With that one though, perhaps we could just mount keep this file somewhere else and mount it as a volume from the helm chart.

So maybe this streamlining is something that can wait until the MVP is done anyway, and we put it in the productinization pile column.

Oh look, upstream has some GitHub workflow configuration for publishing jars:
https://github.com/linkedin/datahub/blob/master/.github/workflows/publish-datahub-jars.yml

I don't think that they're using it for publishing any public artifacts on GitHub, but we might be able to adapt it to publish to GitLab or Archiva.

EChetty set the point value for this task to 2.5.
EChetty changed the point value for this task from 2.5 to 1.5.

Repurposing this ticket to find a solution to the problem of the build process of DataHub.
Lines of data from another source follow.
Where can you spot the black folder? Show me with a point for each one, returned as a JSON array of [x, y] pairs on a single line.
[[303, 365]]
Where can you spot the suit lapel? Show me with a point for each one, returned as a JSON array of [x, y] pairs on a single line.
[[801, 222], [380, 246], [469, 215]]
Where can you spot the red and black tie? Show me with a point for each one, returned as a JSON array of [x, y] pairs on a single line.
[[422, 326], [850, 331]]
BTullis renamed this task from Streamline CI for our fork of DataHub to Review and improve the build process for DataHub.Mar 23 2023, 5:59 PM
BTullis triaged this task as High priority.
BTullis removed a subscriber: EChetty.

Change 903262 had a related patch set uploaded (by Btullis; author: Btullis):

[analytics/datahub@wmf] Tweak the build process and and fix local container builds

https://gerrit.wikimedia.org/r/903262

Change 903262 merged by jenkins-bot:

[analytics/datahub@wmf] Tweak the build process and and fix local container builds

https://gerrit.wikimedia.org/r/903262

BTullis renamed this task from Review and improve the build process for DataHub to Review and improve the build process for DataHub containers.Mar 30 2023, 3:13 PM
BTullis claimed this task.
BTullis updated the task description. (Show Details)
BTullis removed the point value for this task.
BTullis added subscribers: Joe, akosiaris, elukey and 2 others.
BTullis added a subscriber: ayounsi.
BTullis added a subscriber: Stevemunene.
BTullis added a subscriber: JMeybohm.

Change 935788 had a related patch set uploaded (by Btullis; author: Btullis):

[analytics/datahub@wmf] Begin un-forking datahub from the upstream

https://gerrit.wikimedia.org/r/935788

Change 935788 merged by jenkins-bot:

[analytics/datahub@wmf] Begin un-forking datahub from the upstream

https://gerrit.wikimedia.org/r/935788

I'm going to say that this is done. It's much better than it was, cleaner and easier to maintain.
I've effectively un-forked our build process from the datahub source code, so that each blubber definition uses a pristine copy of the upstream datahub source.
Therefore, we no longer have to maintain these blubber files within a branch in our own fork of DataHub.

The next step will be to complete the un-forking by moving all of the blubber files into a new repository as part of T332953: Migrate PipelineLib repos to GitLab

I've created this ticket T341194: Migrate analytics/datahub pipeline to GitLab for migrating the DataHub build pipeline to GitLab.